Direitos e deveres sobre o fim do Perse
CM: O que as empresas precisam saber sobre os direitos e deveres após o fim do Perse?
Com o fim do programa, as empresas voltarão a arcar com a carga tributária integral. Por consequência, isso implica a necessidade de retomar o cumprimento de suas obrigações fiscais habituais. O Ministro da Fazenda, Fernando Haddad, destacou que, a partir de abril, as empresas começarão a recolher os tributos normalmente. Ele também mencionou que uma auditoria está prevista para o fim de maio. E, caso as projeções da Receita não se confirmem, o governo estará disposto a discutir formas de garantir que o valor de R$ 15 bilhões, relacionado à renúncia fiscal, seja atendido.
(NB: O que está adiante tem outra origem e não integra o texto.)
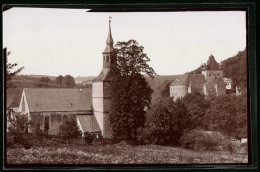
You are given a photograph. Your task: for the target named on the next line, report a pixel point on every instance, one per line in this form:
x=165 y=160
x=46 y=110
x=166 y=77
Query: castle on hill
x=209 y=83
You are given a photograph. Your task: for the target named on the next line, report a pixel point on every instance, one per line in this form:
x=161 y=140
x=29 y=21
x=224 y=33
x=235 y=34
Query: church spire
x=109 y=42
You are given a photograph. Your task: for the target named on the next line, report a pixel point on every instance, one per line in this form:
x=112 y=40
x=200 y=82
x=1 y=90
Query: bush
x=89 y=137
x=69 y=130
x=202 y=140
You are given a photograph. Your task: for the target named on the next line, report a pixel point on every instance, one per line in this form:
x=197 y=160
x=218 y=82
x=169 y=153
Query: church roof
x=89 y=123
x=211 y=63
x=56 y=99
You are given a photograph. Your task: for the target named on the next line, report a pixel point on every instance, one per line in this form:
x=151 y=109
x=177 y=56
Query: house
x=51 y=107
x=89 y=107
x=209 y=83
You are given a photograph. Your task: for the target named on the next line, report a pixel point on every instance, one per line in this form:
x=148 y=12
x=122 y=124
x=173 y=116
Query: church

Além disso, Haddad enfatizou que a auditoria será conduzida de maneira rigorosa. A Receita Federal assumirá um papel de controle para assegurar a transparência dos números apresentados e a correção dos valores pagos. Assim, é fundamental que as empresas mantenham registros precisos e organizados de suas operações financeiras e tributárias. A ideia é facilitar o processo de auditoria e garantir a conformidade com as exigências legais. A transparência e a colaboração com a Receita Federal serão essenciais para evitar complicações futuras. Elas também ajudarão a assegurar que os direitos das empresas sejam respeitados.